How to Work Out Cost of Goods Sold (COGS) in Finance: Definition, Formula and Examples

Cost of Goods Sold Definition

COGS refers to the direct costs associated with producing goods for a business to sell.

 

This includes the costs of raw materials, direct labour, and manufacturing overheads:

 

  • Raw materials = These are the physical items directly used to make the final product.

 

  • Direct labour = The wages and benefits paid to workers who are directly involved in producing goods.

 

  • Manufacturing overheads = Indirect costs related to production that are not directly linked to a specific product, but still used in the production process.

 

COGS is a key part of the income statement, helping determine gross profit for a business.

 

The formula for gross profit is: Revenue − COGS

 

Therefore, subtracting COGS from total revenue highlights how profitable the core business activities are.

 

It is important to note that COGS is only relevant for businesses that sell physical goods.

 

Service based businesses typically do not have COGS, as they do not deal with inventory.

Cost of Goods Sold Formula

The formula to calculate the cost of goods sold is:

COGS = Beginning Inventory + Purchases − Ending Inventory

Where:

 

  • Beginning Inventory = The value of the inventory at the start of the period
  • Purchases = The cost of any additional inventory bought during the period.
  • Ending Inventory = The value of the inventory remaining at the end of the period

Cost of Goods Sold Examples

Example 1: COGS for a Retail Business

Imagine a small retail store which has the following data for the year:

Beginning Inventory

£10,000

Purchases

£40,000

Ending Inventory

£15,000

To calculate COGS:

 

COGS = Beginning Inventory + Purchases − Ending Inventory

COGS = £10,000 + £40,000 − £15,000 = £35,000

 

In this case, the cost of goods sold for the year is £35,000.

Example 2: COGS for a Manufacturer

Imagine a manufacturing company which has the following data for the year:

Beginning Inventory

£250,000

Purchases of Raw Materials

£500,000

Ending Inventory

£300,000

To calculate COGS:

 

COGS = Beginning Inventory + Purchases − Ending Inventory

COGS = £250,000 + £500,000 − £300,000 = £450,000

 

In this case, the cost of goods sold for the year is £450,000.
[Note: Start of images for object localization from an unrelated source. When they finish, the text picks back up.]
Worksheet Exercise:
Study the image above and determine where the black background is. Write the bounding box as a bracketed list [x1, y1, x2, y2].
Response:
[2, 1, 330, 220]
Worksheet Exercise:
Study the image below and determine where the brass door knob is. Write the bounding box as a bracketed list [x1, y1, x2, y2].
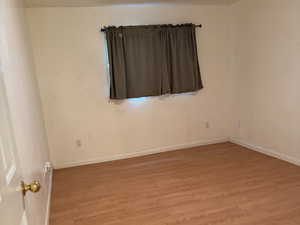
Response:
[21, 181, 41, 196]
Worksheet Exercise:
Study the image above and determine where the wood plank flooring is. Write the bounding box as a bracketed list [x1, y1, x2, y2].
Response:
[50, 142, 300, 225]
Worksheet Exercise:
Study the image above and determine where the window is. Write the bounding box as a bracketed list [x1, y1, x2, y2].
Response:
[104, 23, 203, 99]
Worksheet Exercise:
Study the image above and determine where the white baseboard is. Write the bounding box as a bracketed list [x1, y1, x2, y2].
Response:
[230, 137, 300, 167]
[54, 138, 229, 169]
[44, 166, 53, 225]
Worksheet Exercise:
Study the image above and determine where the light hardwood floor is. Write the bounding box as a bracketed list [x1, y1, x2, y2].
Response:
[50, 142, 300, 225]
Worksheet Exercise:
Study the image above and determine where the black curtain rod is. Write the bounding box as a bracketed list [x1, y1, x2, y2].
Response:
[100, 24, 202, 32]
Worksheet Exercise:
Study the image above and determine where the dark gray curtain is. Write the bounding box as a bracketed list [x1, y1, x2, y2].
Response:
[105, 24, 203, 99]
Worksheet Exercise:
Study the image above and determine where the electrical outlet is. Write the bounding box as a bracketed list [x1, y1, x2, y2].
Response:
[76, 139, 82, 147]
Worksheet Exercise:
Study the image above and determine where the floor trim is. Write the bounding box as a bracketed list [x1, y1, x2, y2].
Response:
[44, 168, 53, 225]
[54, 138, 229, 169]
[230, 137, 300, 167]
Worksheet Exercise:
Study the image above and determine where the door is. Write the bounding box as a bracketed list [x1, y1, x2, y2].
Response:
[0, 65, 27, 225]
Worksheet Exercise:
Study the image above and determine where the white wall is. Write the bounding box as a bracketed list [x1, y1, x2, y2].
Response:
[231, 0, 300, 163]
[0, 1, 50, 225]
[26, 5, 236, 168]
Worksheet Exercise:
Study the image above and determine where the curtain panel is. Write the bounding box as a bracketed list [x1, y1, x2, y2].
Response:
[105, 24, 203, 99]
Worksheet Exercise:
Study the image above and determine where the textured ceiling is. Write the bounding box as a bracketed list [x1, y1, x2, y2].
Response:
[25, 0, 240, 7]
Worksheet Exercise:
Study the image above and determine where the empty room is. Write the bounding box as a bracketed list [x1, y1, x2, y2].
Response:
[1, 0, 300, 225]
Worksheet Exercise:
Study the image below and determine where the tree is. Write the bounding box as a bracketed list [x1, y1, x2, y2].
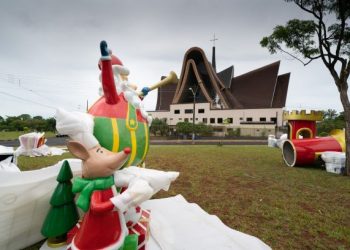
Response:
[18, 114, 31, 121]
[176, 122, 193, 136]
[194, 122, 213, 136]
[45, 117, 56, 131]
[318, 109, 345, 134]
[260, 0, 350, 175]
[323, 109, 338, 120]
[149, 118, 169, 136]
[41, 160, 79, 245]
[33, 115, 44, 120]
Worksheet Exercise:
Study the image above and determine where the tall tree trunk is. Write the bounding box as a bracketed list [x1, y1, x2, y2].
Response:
[339, 85, 350, 176]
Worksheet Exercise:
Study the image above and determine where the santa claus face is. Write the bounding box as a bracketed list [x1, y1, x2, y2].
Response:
[98, 71, 137, 96]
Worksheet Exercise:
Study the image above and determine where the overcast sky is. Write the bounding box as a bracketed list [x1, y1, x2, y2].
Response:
[0, 0, 344, 118]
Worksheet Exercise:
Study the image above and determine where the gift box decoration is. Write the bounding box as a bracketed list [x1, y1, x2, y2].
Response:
[128, 209, 151, 250]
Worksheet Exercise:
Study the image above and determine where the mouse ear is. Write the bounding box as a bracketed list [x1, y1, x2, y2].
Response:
[67, 141, 90, 160]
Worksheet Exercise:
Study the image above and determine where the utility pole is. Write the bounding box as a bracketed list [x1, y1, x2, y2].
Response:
[189, 87, 198, 144]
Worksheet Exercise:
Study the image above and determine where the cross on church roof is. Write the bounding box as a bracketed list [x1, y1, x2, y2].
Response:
[210, 33, 218, 46]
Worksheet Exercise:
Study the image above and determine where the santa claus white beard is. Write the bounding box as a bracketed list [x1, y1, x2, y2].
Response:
[98, 74, 153, 125]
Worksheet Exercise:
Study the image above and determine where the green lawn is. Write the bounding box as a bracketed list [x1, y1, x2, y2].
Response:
[19, 145, 350, 250]
[17, 152, 73, 171]
[0, 131, 56, 141]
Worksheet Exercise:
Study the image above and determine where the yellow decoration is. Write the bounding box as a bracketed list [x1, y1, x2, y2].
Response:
[140, 121, 149, 165]
[330, 129, 346, 152]
[126, 130, 137, 166]
[283, 110, 323, 121]
[111, 118, 119, 153]
[47, 237, 67, 248]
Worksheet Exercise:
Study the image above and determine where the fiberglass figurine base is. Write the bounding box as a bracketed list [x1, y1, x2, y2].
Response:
[42, 41, 179, 250]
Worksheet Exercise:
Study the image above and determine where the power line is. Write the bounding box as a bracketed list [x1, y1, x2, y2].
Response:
[0, 91, 56, 110]
[0, 81, 80, 106]
[0, 90, 86, 112]
[0, 77, 97, 106]
[0, 72, 98, 85]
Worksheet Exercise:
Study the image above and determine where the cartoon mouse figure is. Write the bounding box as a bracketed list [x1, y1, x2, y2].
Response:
[67, 141, 130, 249]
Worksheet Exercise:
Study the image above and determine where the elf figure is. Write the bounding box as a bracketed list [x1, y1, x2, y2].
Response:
[67, 141, 132, 249]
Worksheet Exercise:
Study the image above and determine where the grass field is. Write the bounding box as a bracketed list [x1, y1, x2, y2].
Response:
[18, 145, 350, 250]
[0, 131, 56, 141]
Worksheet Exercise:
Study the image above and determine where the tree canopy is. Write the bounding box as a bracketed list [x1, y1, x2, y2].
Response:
[149, 118, 169, 136]
[260, 0, 350, 85]
[317, 109, 345, 135]
[0, 114, 56, 132]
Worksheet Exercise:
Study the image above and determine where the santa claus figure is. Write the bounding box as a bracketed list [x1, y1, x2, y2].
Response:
[97, 43, 151, 122]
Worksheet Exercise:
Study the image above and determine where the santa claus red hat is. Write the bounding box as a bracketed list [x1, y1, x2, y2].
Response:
[98, 51, 130, 75]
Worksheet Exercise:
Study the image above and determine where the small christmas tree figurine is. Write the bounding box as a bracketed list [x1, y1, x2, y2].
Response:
[41, 160, 79, 247]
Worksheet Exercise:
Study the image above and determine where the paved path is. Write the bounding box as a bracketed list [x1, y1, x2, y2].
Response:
[150, 139, 266, 145]
[0, 137, 266, 147]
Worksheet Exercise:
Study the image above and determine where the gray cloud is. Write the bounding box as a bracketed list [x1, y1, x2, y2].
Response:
[0, 0, 343, 117]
Impact of Inventory Valuation Methods on COGS

The way a business values their inventory can significantly affect COGS.

 

The three main inventory valuation methods are:

 

  • FIFO (First-In, First-Out): FIFO assumes the first units purchased are sold first.

 

  • LIFO (Last-In, First-Out): LIFO assumes the last units purchased are sold first.

 

  • Weighted Average Cost: This method calculates an average cost per unit of inventory, which is applied equally across all items of inventory, smoothing out price fluctuations.
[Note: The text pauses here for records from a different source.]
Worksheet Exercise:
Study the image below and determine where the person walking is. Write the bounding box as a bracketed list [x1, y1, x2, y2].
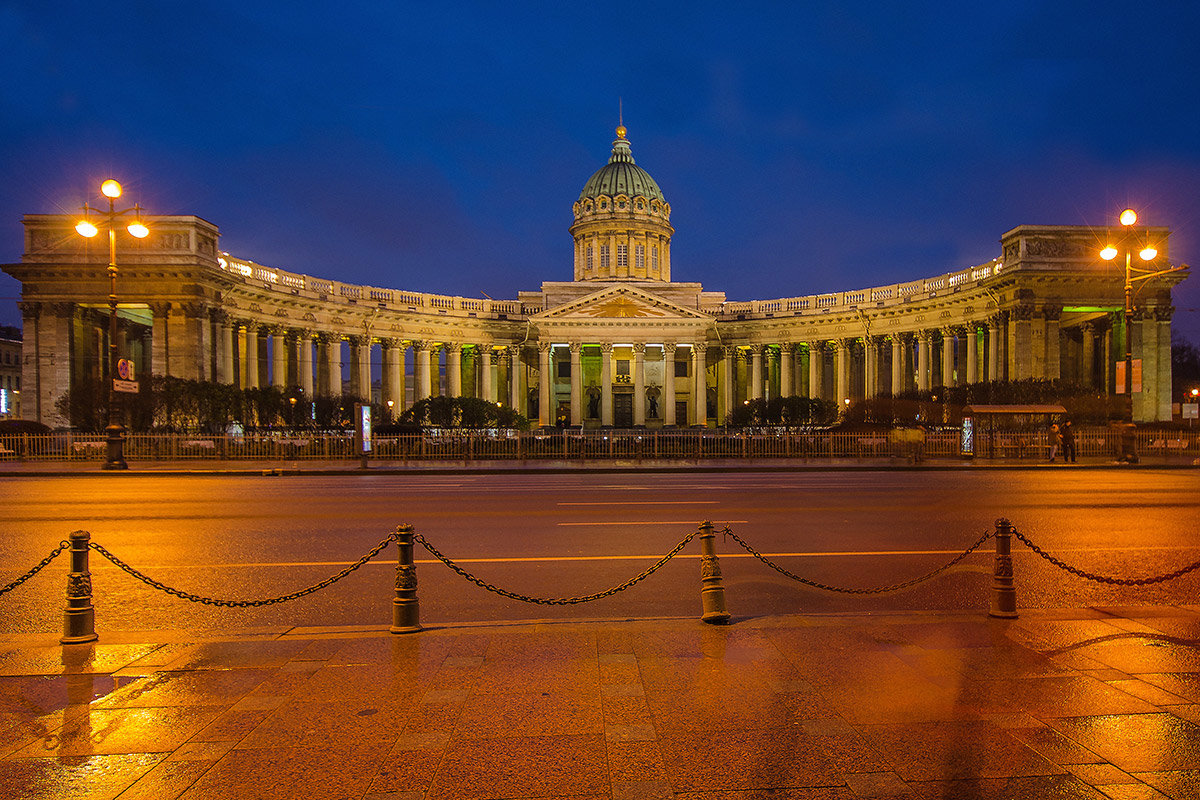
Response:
[1061, 419, 1077, 463]
[1048, 422, 1063, 463]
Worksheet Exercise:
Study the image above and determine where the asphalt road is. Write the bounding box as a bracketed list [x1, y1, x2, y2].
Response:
[2, 469, 1199, 634]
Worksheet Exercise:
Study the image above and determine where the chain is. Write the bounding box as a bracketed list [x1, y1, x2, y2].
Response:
[720, 526, 995, 595]
[1011, 528, 1200, 586]
[0, 541, 70, 598]
[413, 530, 699, 605]
[86, 533, 399, 607]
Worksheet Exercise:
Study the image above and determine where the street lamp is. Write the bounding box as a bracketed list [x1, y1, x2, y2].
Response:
[75, 179, 150, 470]
[1099, 208, 1181, 426]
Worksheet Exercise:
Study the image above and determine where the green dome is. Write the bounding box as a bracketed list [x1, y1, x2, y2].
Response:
[578, 128, 665, 203]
Examples Using FIFO, LIFO and Weighted Average

Suppose you bought three batches of widgets:

Batch 1

100 units at £10 each

£1,000 total

Batch 2

100 units at £12 each

£1,200 total

Batch 3

100 units at £15 each

£1,500 total

Let’s calculate the inventory value after selling 150 units using FIFO, LIFO, and Weighted Average methods.

 

FIFO (First In, First Out)

 

Sold Units:

 

First, 100 units from Batch 1 at £10 = 100 × £10 = £1,000

Then, 50 units from Batch 2 at £12 = 50 × £12 = £600

Total Cost of Goods Sold (COGS) = £1,000 + £600 = £1,600

 

Remaining Inventory:

 

Batch 2: 50 units at £12 = £600

Batch 3: 100 units at £15 = £1,500

Total inventory value = £600 + £1,500 = £2,100

 

LIFO (Last In, First Out)

 

Sold Units:

 

First, 100 units from Batch 3 at £15 = 100 × £15 = £1,500

Then, 50 units from Batch 2 at £12 = 50 × £12 = £600

Total Cost of Goods Sold (COGS) = £1,500 + £600 = £2,100

 

Remaining Inventory:

 

Batch 1: 100 units at £10 = £1,000

Batch 2: 50 units at £12 = £600

Total inventory value = £1,000 + £600 = £2,100

 

Weighted Average

 

The weighted average cost per unit is calculated as:

 

Weighted Average Cost per Unit = Total Inventory Value / Total Units = £3,700 / 300 = £12.33 per unit 

 

Sold Units:

 

150 units × £12.33 = £1,849.50 

 

Remaining Inventory:

 

150 units × £12.33 = £1,849.50

 

Summary of Inventory Values

Method

COGS

Remaining Inventory

FIFO

£1,600

£2,100

LIFO

£2,100

£1,600

Weighted Average

£1,849.50

£1,849.50

As you can see, LIFO results in a higher COGS due to the higher cost of recent inventory, whereas the reverse is true of the FIFO method.